Market Comment
Mortgage bond prices finished the week higher which put downward pressure on rates. The front and back end of the week were negative with significant improvements mid-week. Rates were worse Monday morning in response to reports that BRICS countries dumped over $120B in U.S. Treasuries in 2023. MBS prices rebounded around tame inflation readings and a rate-friendly Fed meeting. CPI rose 0.1% vs 0%. The core rose 0.3% as expected. Producer prices were unchanged versus the expected 0.1% increase. The core was also unchanged versus up 0.2%. The rest of the data was mixed. Retail sales rose 0.3% vs the expected 0.1% decline. Weekly jobless claims were 202K vs 220K. Production fell 0.4% vs the expected 0.3% decrease. Capacity use was 78.8% vs 79.1%. Mortgage interest rates finished the week better by approximately 5/8 of a discount point.
Looking Ahead
| Economic Indicator | Release Date & Time | Consensus Estimate | Analysis |
| NAHB Housing Index | Monday, Dec. 18, 10:00 am, et |
36 | Moderately Important. A measure of single-family housing. Weakness may lead to lower mortgage rates. |
| Housing Starts | Tuesday, Dec. 19, 8:30 am, et |
1.36M | Important. A measure of housing sector strength. Weakness may lead to lower rates. |
| Consumer Confidence | Wednesday, Dec. 20, 10:00 am, et |
104.3 | Important. An indication of consumers’ willingness to spend. Weakness may lead to lower mortgage rates. |
| Q3 GDP | Thursday, Dec. 21, 8:30 am, et |
Up 5.2% | Very important. The aggregate measure of US economic production. Weakness may lead to lower rates. |
| Philadelphia Fed Survey | Thursday, Dec. 21, 10:00 am, et |
-3 | Moderately important. A survey of business conditions in the Northeast. Weakness may lead to lower rates. |
| Leading Economic Indicators | Thursday, Dec. 21, 10:00 am, et |
Down 0.4% | Important. An indication of future economic activity. Weakness may lead to lower rates. |
| PCE Core Inflation | Friday, Dec. 22, 8:30 am, et |
Up 0.2% | Important. A measure of price increases for all domestic personal consumption. Weaker figure may help rates improve. |
| Durable Goods Orders | Friday, Dec. 22, 8:30 am, et |
Up 2.1% | Important. An indication of the demand for “big ticket” items. Weakness may lead to lower rates. |
Fed Outlook
The Federal Reserve appears ready to pivot on interest rates early next year and the financial markets moved lower in anticipation that inflation will fall in 2024. The mortgage-backed securities market improved significantly last week in response to the Fed release. The Fed kept rates unchanged but issued projections for next year.

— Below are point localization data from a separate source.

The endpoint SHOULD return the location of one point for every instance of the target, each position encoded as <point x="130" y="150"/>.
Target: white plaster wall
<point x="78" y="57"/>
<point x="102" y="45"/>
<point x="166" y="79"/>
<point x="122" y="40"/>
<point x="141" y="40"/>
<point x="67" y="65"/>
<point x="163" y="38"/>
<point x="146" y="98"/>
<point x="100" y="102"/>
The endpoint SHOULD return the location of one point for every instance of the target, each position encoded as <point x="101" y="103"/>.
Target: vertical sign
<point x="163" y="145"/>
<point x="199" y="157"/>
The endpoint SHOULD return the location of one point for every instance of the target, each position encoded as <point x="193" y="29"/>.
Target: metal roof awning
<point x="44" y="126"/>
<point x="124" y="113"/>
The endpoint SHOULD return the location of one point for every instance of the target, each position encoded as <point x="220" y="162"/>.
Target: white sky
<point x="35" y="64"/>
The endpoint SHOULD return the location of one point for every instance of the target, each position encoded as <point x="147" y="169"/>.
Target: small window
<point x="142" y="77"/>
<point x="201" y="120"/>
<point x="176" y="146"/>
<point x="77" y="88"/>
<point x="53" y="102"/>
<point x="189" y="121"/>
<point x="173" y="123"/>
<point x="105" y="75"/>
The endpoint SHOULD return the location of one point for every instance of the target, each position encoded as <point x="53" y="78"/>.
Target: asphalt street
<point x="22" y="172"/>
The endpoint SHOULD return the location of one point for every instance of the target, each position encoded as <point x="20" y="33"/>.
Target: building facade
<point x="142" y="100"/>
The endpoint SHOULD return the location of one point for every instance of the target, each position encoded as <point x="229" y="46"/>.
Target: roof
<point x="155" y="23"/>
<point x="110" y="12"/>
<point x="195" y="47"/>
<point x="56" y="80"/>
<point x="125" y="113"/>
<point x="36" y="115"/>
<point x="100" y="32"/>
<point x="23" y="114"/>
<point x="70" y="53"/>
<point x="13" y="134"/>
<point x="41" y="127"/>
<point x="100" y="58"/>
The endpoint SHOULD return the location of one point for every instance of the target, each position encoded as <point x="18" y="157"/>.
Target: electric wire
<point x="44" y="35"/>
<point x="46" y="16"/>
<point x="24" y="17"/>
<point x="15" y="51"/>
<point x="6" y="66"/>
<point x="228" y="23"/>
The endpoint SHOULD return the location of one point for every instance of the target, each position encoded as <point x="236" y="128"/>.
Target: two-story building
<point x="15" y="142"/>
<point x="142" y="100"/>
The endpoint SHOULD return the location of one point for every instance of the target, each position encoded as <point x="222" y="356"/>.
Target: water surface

Some members anticipate the potential for 3 rate cuts starting possibly in March. The big uncertainty is when the pivot actually occurs. The other big issue is that the pivot will likely be slow and methodical. The most recent Fed projections predict a Fed Funds Rate range of 3.9% to 5.4% in 2024. That means that even among Fed members the outlook is varied. Fed Chair Powell and the official Fed release indicated they will remain data dependent. That means data releases in the weeks and months ahead will likely result in mortgage interest rate movements. The great news is that the recent trend has pushed mortgage interest rates lower. Be alert heading into economic releases. Strong data will likely cause rates to spike in the short term. Weaker data will generally support lower rates.